The Murray River as it plunges an incredible 70m (229 ft) down the majestic Kinuseo Falls. First documented on a western map in 1906, Samuel Prescott Fay provided the first description of the falls in 1914 as part of a scientific expedition. He named the falls “Kinuseo”, which was fish in the native Cree language, due to the abundance of trout he observed above and below the falls. A second expedition in 1927 recorded “Kapaca Tignapy” as a traditional Cree name for the falls translating as “falling water”. Monkman Provincial Park, Northern Rockies, British Columbia, Canada.
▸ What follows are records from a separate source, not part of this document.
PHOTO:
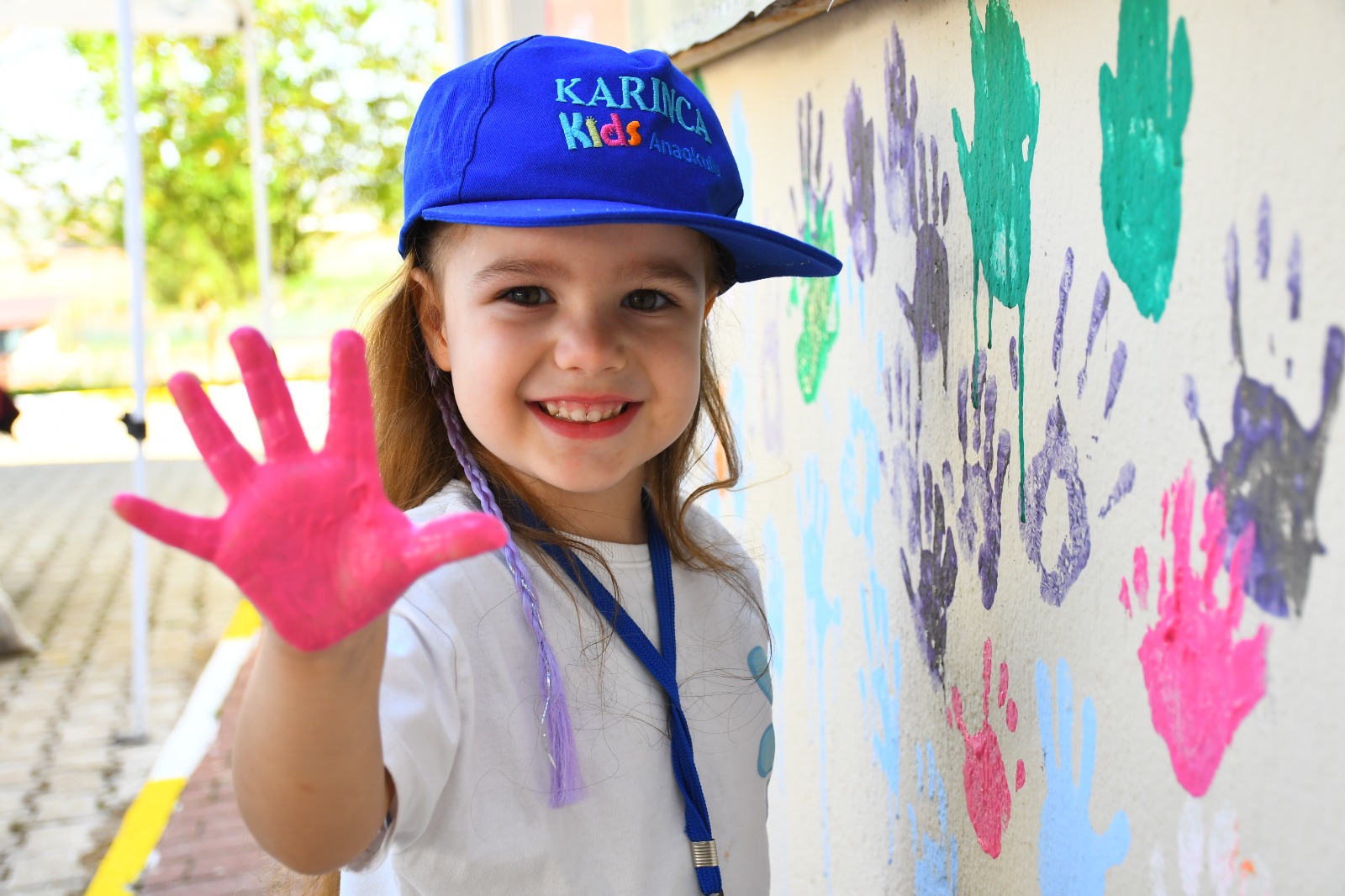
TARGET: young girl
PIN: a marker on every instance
(541, 383)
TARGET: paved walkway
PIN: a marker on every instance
(206, 851)
(65, 781)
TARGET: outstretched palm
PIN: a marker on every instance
(309, 537)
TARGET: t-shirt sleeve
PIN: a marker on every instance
(421, 724)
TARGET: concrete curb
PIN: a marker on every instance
(192, 737)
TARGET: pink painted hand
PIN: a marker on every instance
(1201, 678)
(309, 537)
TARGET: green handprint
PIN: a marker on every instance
(1143, 113)
(997, 172)
(820, 308)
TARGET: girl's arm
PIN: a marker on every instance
(309, 761)
(313, 541)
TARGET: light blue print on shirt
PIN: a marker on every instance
(760, 669)
(1073, 860)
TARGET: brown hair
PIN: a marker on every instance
(416, 459)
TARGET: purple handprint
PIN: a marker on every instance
(899, 155)
(1271, 466)
(861, 206)
(927, 309)
(936, 569)
(982, 482)
(1059, 459)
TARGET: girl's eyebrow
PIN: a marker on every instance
(663, 269)
(525, 268)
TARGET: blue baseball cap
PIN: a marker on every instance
(551, 131)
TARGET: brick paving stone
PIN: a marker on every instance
(206, 849)
(65, 781)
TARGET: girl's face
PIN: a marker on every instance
(575, 351)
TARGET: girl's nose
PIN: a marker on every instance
(589, 343)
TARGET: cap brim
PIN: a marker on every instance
(757, 252)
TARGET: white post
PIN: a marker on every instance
(134, 225)
(452, 30)
(260, 168)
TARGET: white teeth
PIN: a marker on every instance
(582, 414)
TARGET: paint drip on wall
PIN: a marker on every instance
(815, 295)
(1271, 466)
(1143, 111)
(1201, 678)
(997, 174)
Spring slowly breaks winters frozen hold on Medicine Lake. While the Maligne River pours into the lake from the south, the lake is actually a geological anomaly as there is no visible exit to the lake. In spring the river cuts a path through the ice across the lake towards the North Western ends abruptly at this pool where it is thought to drain through the soluble limestone rock below. It does not surface again for 16km where Maligne Canyon improbably cuts its way out of the ground. The sinking river system is thought to be one of the largest inaccessible cave systems anywhere in the world. Jasper National Park, Alberta, Canada
The wind and the cold, the omnipresent sense of insignificance, it all somehow creates a feeling of peace. Humans are strange creatures in the way that places of inhospitable isolation often provide a true sense of calm. It says a lot about the evolutionary search for beauty over practicality, and the in-built desire to seek new pastures well before the old ones have lost productivity. Despite this we seem to repeatedly lock ourselves in cages of our own making while we push our heads against the glass wishing we were on the other side. Midday winter sun falling on the endless Canadian Rockies with Mt Edith Cavell 3,368 m (11,050 ft) rising prominently. Jasper National Park, Alberta, Canada.